The Inspector General shall deposit the letters patent in the register, and, subject to such deposit but from the date of the letters patent, the rights, property and obligations of the former corporation shall vest in the new corporation and proceedings that might have been commenced or continued by or against the former corporation may be commenced or continued by or against the new corporation.
1971, c. 75, s. 15 (part); 1982, c. 52, s. 190; 1993, c. 48, s. 401.
16. The Inspector General, upon petition by the corporation, authorized by its visitor if it has one, may, on the conditions he determines, declare such corporation dissolved. Such dissolution shall take effect from the date mentioned in the notice deposited by the Inspector General in the register. Such notice shall be drawn up according to Form 1 and shall itself be evidence of its content.
In case of dissolution, no member of the corporation may participate in the division of the property of the corporation and such property shall vest in the non-profit corporation governed by this Act or by another general law or a special Act and designated in the petition for dissolution.
The corporation which has accepted the property so vested shall be seized, from the date of the dissolution, with the rights, property and obligations of the dissolved corporation, and all proceedings that might have been commenced or continued by or against the dissolved corporation may be commenced or continued by or against the succeeding corporation.
1971, c. 75, s. 16; 1982, c. 52, s. 190; 1993, c. 48, s. 402.
17. The corporation succeeding an existing corporation in accordance with sections 15 and 16 shall cause to be registered in conformity with the laws governing publication of rights, at the registry offices of the registration divisions where the immoveables are situated, a declaration showing the transmission of immoveables resulting from these sections and describing according to law the immoveables so transmitted.
1971, c. 75, s. 17; 1999, c. 40, s. 92.
18. (This section ceased to have effect on 17 April 1987).
1982, c. 21, s. 1; U. K., 1982, c. 11, Sch. B, Part I, s. 33.

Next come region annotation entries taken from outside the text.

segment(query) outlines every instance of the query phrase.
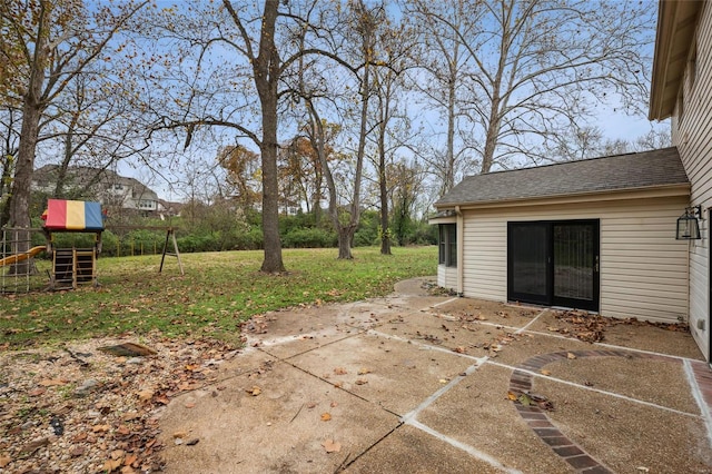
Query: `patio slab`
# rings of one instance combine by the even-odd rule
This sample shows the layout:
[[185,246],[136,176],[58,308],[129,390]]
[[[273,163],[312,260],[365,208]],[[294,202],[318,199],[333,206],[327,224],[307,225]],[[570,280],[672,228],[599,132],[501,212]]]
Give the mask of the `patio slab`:
[[253,320],[218,381],[166,407],[166,472],[712,472],[712,372],[689,334],[587,343],[551,310],[424,282]]
[[360,335],[289,359],[305,372],[403,416],[476,361]]
[[[170,412],[161,428],[171,473],[334,472],[348,453],[360,454],[399,424],[285,363],[182,396]],[[327,453],[328,440],[339,452]]]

Notice of dissolution (Section 16)

The Inspector General of Financial Institutions gives notice that under the Religious Corporations Act (Revised Statutes of Québec, chapter C-71) he declares dissolved the corporation called (give the name of the corporation) constituted by letters patent dated .............. day of .............. 19..............
He also gives notice that the corporation called (give the name of the corporation and the Act by which it is governed) consents to be seized of all the rights, property and obligations of the corporation called (give the name of the dissolved corporation) and that such dissolution will take effect on ..............
1971, c. 75, form 1; 1975, c. 76, s. 11; 1981, c. 9, s. 24; 1982, c. 52, s. 191.
REPEAL SCHEDULE

In accordance with section 17 of the Act respecting the consolidation of the statutes (chapter R-3), chapter 75 of the statutes of 1971, in force on 31 December 1977, is repealed, except section 18, effective from the coming into force of chapter C-71 of the Revised Statutes.